6 tablespoons butter
1 head cabbage, chopped
1 onion, chopped
1 pound bacon
a couple of cloves of garlic
4 (16.9 ounce) packages frozen pierogies
Melt 3 tablespoons of butter in a large pot or Dutch oven over medium heat. Stir in the chopped cabbage, onion, and garlic.
Well this is cooking cook the bacon. After the bacon is done cut or brake up into bite size pieces. I cooked mine earlier in the day so it was already ready. When done set aside you will use it soon.
Fill a large pot with lightly salted water and bring to a rolling boil over a high heat. Once the water is boiling, stir in the pierogies and return to a boil. Cook until the pierogies float to the top about 5 minutes.Melt the remaining 3 tablespoons of butter into a slow cooker. Gently combine the pierogies, cabbage, and bacon, into the slow cooker. Cook on low for 3 hours before serving.

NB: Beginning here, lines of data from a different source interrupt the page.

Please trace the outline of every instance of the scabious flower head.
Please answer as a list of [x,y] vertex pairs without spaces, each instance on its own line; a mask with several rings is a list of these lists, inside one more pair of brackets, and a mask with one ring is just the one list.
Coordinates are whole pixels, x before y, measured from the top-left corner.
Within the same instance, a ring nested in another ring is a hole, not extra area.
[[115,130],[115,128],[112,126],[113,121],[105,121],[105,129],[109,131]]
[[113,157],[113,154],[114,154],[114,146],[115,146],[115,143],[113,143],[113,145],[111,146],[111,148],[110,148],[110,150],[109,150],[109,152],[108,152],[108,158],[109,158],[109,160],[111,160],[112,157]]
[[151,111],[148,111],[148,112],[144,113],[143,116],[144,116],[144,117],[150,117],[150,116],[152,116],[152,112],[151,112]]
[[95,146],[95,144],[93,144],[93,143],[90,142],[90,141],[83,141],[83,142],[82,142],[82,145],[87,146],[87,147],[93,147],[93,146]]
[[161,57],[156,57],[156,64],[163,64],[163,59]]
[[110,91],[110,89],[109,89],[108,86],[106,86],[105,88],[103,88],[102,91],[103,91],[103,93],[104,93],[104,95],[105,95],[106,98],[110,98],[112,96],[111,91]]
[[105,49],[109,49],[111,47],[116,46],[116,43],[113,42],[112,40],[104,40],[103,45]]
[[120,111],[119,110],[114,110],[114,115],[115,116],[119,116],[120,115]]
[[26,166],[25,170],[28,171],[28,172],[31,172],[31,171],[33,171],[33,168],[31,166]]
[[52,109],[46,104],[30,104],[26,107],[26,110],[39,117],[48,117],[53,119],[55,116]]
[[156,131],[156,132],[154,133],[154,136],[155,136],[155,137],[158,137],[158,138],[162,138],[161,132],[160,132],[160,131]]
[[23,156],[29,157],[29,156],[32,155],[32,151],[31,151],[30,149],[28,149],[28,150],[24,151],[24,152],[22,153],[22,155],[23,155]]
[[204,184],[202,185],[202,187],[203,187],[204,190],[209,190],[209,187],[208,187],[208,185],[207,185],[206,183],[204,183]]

This really made alot. The casserole didn't call to serve with sour cream but I have to tell you we needed sour cream with this. Maybe it is just habit but it really needed something. I also felt like I loved it my first bite, second bite I liked it, third it was okay and by the forth I wasn't sure anymore. Kelly is still talking about how good this pierogie casserole is. I don't know if I'll make it again. I really love pierogies just cooked in a pan with onions then topped with sour cream.